Süreci başlatan MHP Genel Başkanı Devlet Bahçeli’nin tavrı ve söylemleri de Cumhurbaşkanı Erdoğan’dan farklı değildir. Muhalefet partilerinin çoğunluğu da tehlikenin farkında değilmiş gibi davranmaktadır. Sorun; “Kürt Sorunu” olarak gösterilmekte, “Milli Dayanışma, Demokrasi, Barış, Kardeşlik” temalarıyla süslenerek üniter ulus devlet yapımız değiştirilmeye, dönüştürülmeye çalışılmaktadır.
ABD’nin kurguladığı ve yürüttüğü proje son derece açık ve nettir. Bölgemizde İsrail’in güvenliği için planlanan “Büyük Kürdistan” projesi adım adım yürütülmektedir. Bu projenin Irak ayağı tamamlanmıştır. Sıra Suriye’ye gelmiştir. Suriye iç savaşa sürüklenmektedir. Bu iç savaşa Irak’ın Kuzeyindeki Irak Kürdistan Bölgesel Yönetimi (IKBY) de dahil edilmektedir. Mesut Barzani Suriye’deki savaşta “Kürtlerin haklarını savunacaklarını, bu maksatla SDG tarafında olacaklarını” ilan etmiştir. Muhtemel bir iç savaş Suriye’yi parçalayacak, sınırımızda bir PKK terör devleti kurulmasına ve bu yapının zamanla Irak’taki yapı ile birleşmesine vesile olacaktır. Buna karşı Türkiye’nin askeri müdahale seçeneği ABD, İsrail, PKK ve DEM tarafından tepkiyle karşılanmakta, Türkiye’nin Suriye’deki askeri müdahalesinin Terörsüz Türkiye girişimini baltalayacağı dillendirilmektedir. Bu şekilde PKK terör örgütüne Suriye’de sonuç alması için zaman kazandırılmaya çalışılmaktadır.

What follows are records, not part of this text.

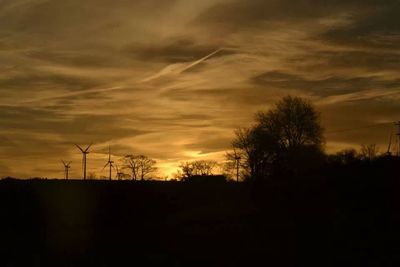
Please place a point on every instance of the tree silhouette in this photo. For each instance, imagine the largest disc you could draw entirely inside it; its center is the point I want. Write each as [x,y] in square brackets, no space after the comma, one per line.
[369,152]
[286,138]
[293,122]
[197,167]
[141,166]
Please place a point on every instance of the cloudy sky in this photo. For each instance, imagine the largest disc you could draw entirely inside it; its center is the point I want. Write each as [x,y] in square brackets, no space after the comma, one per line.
[172,79]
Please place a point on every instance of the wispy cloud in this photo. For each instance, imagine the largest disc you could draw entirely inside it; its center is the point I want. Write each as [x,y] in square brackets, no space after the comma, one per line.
[172,79]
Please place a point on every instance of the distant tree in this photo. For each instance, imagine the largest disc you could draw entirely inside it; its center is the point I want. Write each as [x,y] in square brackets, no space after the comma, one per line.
[198,167]
[92,176]
[293,122]
[369,152]
[288,137]
[141,167]
[344,157]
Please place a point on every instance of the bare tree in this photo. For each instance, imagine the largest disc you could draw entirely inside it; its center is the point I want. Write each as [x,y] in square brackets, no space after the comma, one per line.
[293,122]
[92,176]
[141,167]
[198,167]
[284,139]
[368,152]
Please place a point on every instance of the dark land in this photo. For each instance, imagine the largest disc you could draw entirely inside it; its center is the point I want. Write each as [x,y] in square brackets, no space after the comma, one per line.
[347,215]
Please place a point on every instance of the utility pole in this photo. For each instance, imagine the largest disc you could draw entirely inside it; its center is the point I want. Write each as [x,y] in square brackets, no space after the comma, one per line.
[237,159]
[398,138]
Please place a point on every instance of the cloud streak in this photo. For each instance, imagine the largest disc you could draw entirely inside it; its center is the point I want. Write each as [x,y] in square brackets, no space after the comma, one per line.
[173,79]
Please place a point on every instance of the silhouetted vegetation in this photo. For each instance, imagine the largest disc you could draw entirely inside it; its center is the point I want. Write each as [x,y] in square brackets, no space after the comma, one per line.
[287,140]
[298,207]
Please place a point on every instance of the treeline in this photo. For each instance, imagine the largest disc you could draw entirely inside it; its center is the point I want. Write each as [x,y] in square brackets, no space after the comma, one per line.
[288,141]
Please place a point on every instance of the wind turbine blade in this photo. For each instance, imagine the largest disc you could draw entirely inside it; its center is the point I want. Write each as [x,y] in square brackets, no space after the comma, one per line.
[105,166]
[88,147]
[79,148]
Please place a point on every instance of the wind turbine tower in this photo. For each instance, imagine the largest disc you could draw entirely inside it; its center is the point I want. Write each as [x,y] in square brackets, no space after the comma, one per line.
[66,169]
[109,163]
[84,155]
[398,138]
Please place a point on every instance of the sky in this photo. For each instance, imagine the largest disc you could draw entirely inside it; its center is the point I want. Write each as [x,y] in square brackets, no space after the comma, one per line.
[172,79]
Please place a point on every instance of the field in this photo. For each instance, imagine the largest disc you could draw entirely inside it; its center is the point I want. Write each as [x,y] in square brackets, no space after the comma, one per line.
[100,223]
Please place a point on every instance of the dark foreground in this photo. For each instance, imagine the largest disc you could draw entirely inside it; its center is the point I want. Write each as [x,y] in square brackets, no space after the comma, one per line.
[351,219]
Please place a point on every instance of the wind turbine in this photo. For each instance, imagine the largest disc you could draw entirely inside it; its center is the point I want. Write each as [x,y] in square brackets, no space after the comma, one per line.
[109,162]
[84,154]
[66,168]
[119,173]
[390,145]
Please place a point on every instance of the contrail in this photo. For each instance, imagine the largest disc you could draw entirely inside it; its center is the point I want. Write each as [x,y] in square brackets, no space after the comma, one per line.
[174,68]
[178,68]
[201,60]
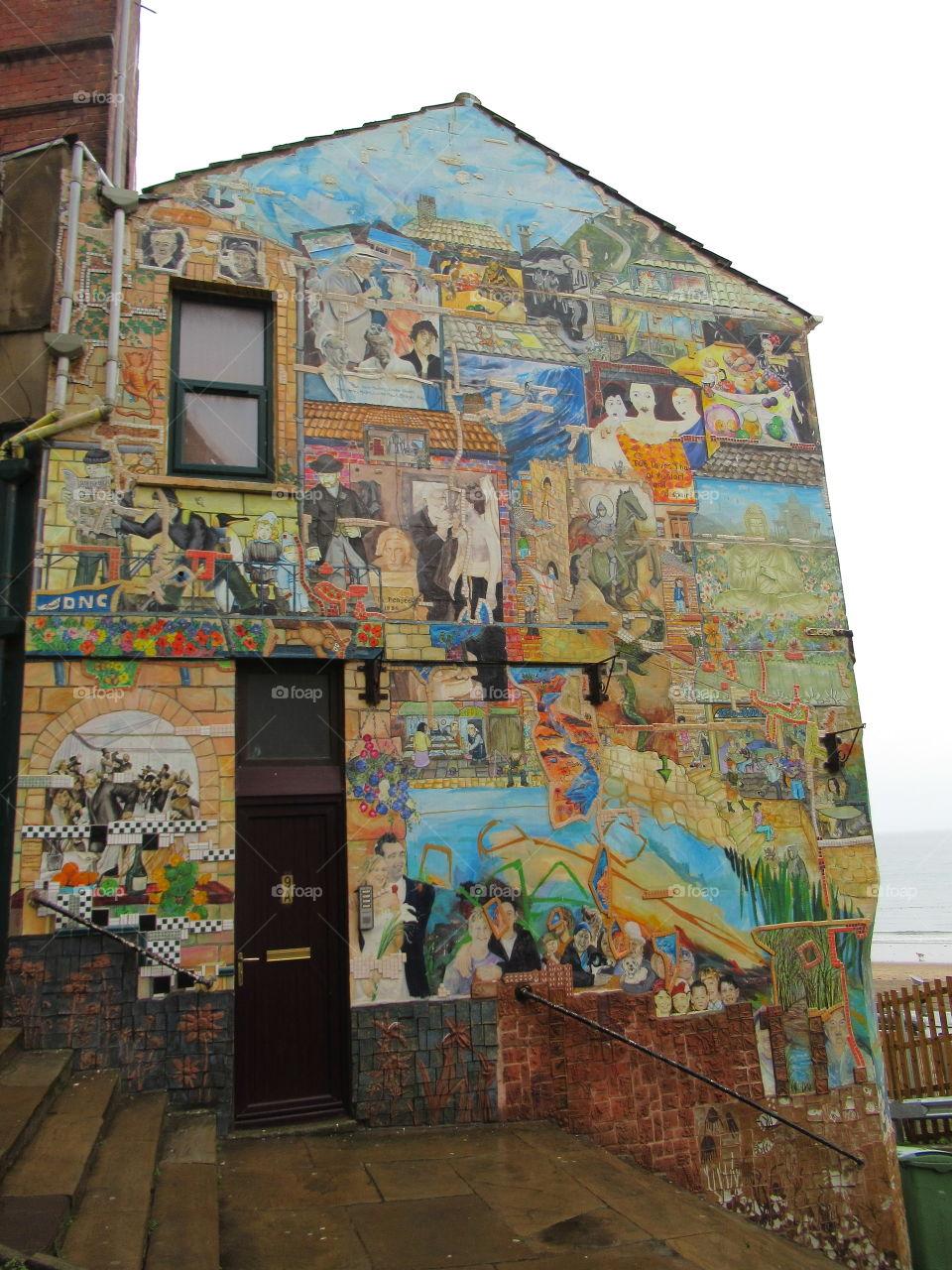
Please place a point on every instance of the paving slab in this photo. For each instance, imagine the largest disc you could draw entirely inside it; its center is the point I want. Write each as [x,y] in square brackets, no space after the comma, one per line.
[308,1238]
[453,1230]
[184,1218]
[416,1179]
[479,1198]
[290,1174]
[190,1138]
[651,1255]
[529,1192]
[738,1248]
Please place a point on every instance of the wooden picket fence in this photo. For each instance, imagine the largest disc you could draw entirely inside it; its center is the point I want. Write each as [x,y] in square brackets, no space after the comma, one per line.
[915,1029]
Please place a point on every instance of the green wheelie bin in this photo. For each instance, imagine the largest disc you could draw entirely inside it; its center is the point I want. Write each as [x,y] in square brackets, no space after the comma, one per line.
[927,1191]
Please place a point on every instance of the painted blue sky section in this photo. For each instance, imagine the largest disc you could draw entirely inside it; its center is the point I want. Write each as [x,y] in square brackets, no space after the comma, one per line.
[535,435]
[724,502]
[453,820]
[472,167]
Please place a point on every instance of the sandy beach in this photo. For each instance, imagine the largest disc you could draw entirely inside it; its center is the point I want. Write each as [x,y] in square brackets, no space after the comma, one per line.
[896,974]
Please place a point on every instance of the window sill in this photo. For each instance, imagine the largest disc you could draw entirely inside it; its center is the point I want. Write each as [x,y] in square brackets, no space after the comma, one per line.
[223,483]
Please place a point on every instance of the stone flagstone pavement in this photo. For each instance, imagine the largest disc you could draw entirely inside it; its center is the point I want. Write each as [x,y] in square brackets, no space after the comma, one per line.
[479,1197]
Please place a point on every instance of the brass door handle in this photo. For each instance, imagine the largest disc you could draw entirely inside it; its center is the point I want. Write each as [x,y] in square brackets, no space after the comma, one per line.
[240,962]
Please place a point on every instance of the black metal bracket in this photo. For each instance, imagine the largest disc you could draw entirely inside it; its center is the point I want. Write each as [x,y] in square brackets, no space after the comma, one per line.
[372,694]
[599,679]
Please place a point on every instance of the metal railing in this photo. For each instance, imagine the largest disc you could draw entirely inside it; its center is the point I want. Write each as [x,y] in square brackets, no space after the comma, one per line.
[40,901]
[524,993]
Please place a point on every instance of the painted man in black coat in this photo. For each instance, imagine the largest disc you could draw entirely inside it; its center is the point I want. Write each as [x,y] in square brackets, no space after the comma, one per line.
[433,534]
[416,903]
[329,504]
[515,945]
[191,532]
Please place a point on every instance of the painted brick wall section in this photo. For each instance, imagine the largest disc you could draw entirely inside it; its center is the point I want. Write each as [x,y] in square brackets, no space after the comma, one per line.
[425,1064]
[555,1069]
[79,992]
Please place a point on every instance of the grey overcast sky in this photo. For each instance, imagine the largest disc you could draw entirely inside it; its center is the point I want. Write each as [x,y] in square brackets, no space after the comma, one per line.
[806,143]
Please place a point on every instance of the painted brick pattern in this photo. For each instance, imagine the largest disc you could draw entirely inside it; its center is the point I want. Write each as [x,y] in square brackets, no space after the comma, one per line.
[80,993]
[425,1062]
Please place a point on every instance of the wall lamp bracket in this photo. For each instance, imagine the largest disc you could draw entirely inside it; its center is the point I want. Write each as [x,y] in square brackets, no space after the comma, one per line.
[599,676]
[372,671]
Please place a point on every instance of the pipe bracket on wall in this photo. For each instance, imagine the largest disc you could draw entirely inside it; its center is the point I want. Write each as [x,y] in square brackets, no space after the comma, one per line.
[64,344]
[117,198]
[372,694]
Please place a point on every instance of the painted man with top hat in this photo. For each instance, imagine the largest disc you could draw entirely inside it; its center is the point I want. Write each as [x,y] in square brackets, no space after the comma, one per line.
[331,512]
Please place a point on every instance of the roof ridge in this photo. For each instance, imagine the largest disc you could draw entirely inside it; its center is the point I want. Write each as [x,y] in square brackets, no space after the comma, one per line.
[475,103]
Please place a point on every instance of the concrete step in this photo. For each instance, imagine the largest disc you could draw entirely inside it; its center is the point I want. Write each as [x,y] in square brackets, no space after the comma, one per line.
[10,1046]
[60,1156]
[184,1223]
[28,1084]
[111,1227]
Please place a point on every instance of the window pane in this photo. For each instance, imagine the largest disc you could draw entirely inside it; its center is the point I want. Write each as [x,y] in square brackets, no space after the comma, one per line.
[220,430]
[222,343]
[287,716]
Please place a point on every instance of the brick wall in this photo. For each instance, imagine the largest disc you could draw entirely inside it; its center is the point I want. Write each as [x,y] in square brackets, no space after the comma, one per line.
[425,1062]
[59,67]
[555,1069]
[79,992]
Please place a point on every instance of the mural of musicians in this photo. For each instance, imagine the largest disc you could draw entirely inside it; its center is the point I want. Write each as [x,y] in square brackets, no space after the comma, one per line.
[189,531]
[334,524]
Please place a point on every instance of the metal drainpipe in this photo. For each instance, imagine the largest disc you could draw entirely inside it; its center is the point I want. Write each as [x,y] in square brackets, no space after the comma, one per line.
[118,164]
[68,272]
[117,177]
[299,377]
[112,340]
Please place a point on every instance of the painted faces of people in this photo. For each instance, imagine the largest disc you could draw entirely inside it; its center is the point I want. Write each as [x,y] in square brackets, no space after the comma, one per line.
[643,398]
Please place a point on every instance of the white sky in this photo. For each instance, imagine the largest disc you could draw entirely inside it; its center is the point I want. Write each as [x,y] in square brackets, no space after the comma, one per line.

Böyle bakınca; ülkemizde, sorun çözmek yerine algı yaratmaya çalışmanın ne maksat içerdiğini sorgulamak gerekmektedir. Bunu sorgulamaya başlayınca Suriye’deki olayların başladığı tarihe kadar dönülmekte, Erdoğan Hükümeti’nin tavrı, ABD’nin Suriye’deki projesine verilen destek, PYD/YPG’nin çekirdeğini oluşturan silahlı Kürt grupların Türkiye üzerinden ülkeye sokulmasına yardımcı olunması, ABD ile birlikte yürütülen “eğit-donat” projesinin hangi amaca hizmet ettiği… hatırlanmakta, Türkiye Cumhuriyeti’ni yönetenlerin; yıllarca, bütün ikaz ve eleştirilere rağmen bu günleri görememelerine ve değerlendirememelerine anlam verilememektedir. Bu da yetkililerin halkımıza karşı ayrı, uluslararası muhataplarına karşı ayrı tutum takındıkları kuşkusu doğurmaktadır.